Most individuals seeking public behavioral health services and many other public services, such as homeless and domestic violence services, have histories of physical and sexual abuse and other types of traumainducing experiences. These experiences often lead to mental health and co-occurring disorders such as chronic health conditions, substance abuse, eating disorders, and HIV/ AIDS, as well as contact with the criminal justice system.

When a human service program takes the step to become traumainformed, every part of its organization, management, and service delivery system is assessed and potentially modified to include a basic understanding of how trauma affects the life of an individual seeking services. Trauma-informed organizations, programs, and services are based on an understanding of the vulnerabilities or triggers of trauma survivors that traditional service delivery approaches may exacerbate, so that these services and programs can be more supportive and avoid re-traumatization.
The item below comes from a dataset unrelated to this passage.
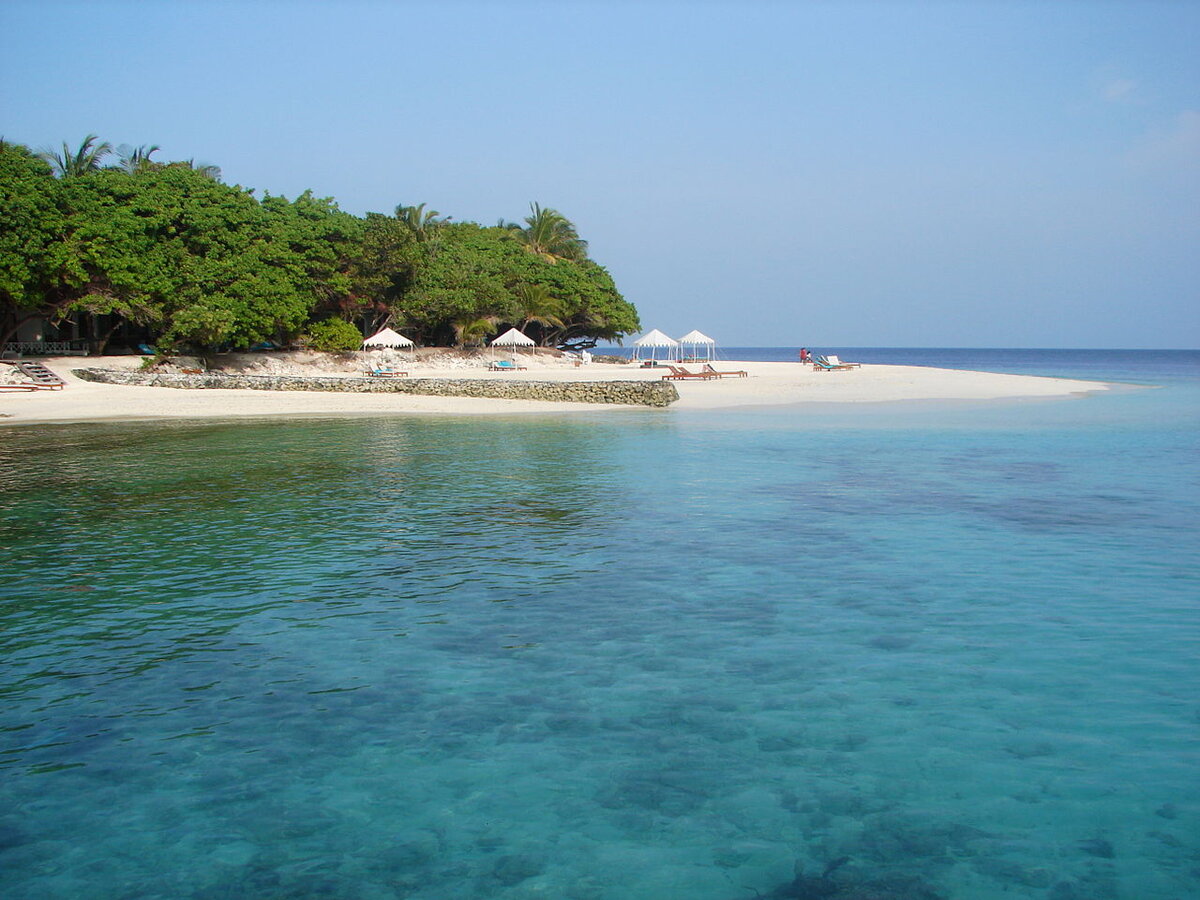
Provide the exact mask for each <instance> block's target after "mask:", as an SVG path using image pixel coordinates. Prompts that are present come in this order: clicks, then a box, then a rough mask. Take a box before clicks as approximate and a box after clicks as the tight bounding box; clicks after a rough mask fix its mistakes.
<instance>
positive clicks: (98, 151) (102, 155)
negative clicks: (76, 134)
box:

What are Trauma-Specific Interventions?
Trauma-specific interventions are designed specifically to address the consequences of trauma in the individual and to facilitate healing. Treatment programs generally recognize the following:

• The survivor’s need to be respected, informed, connected, and hopeful regarding their own recovery

• The interrelation between trauma and symptoms of trauma (e.g., substance abuse, eating disorders, depression, and anxiety) The need to work in a collaborative way with survivors, family and friends of the survivor, and other human services agencies in a manner that will empower survivors and consumers.

Ultimately, someone who has completely healed from their trauma will be able to tell her story without any mental or physiological trigger occurring. While most people will be able to experience this level of resolution and healing, there are some people who will not be able to tell or remember their trauma stories. However, for the vast majority, it is very important to learn an approach that truly resolves the impact of trauma. It is also important that we avoid becoming experts at ‘trauma-informed’ avoidance! Common ‘wisdom’ has held that therapists should not allow clients to recount their trauma stories for fear of retraumatizing them. It is true that a skill-set is required to resolve trauma, but the human spirit is resilient and capable of healing itself.

This work is very fulfilling to deliver… the clinicians at the Trauma Resolution Center all glow with ‘compassion satisfaction’!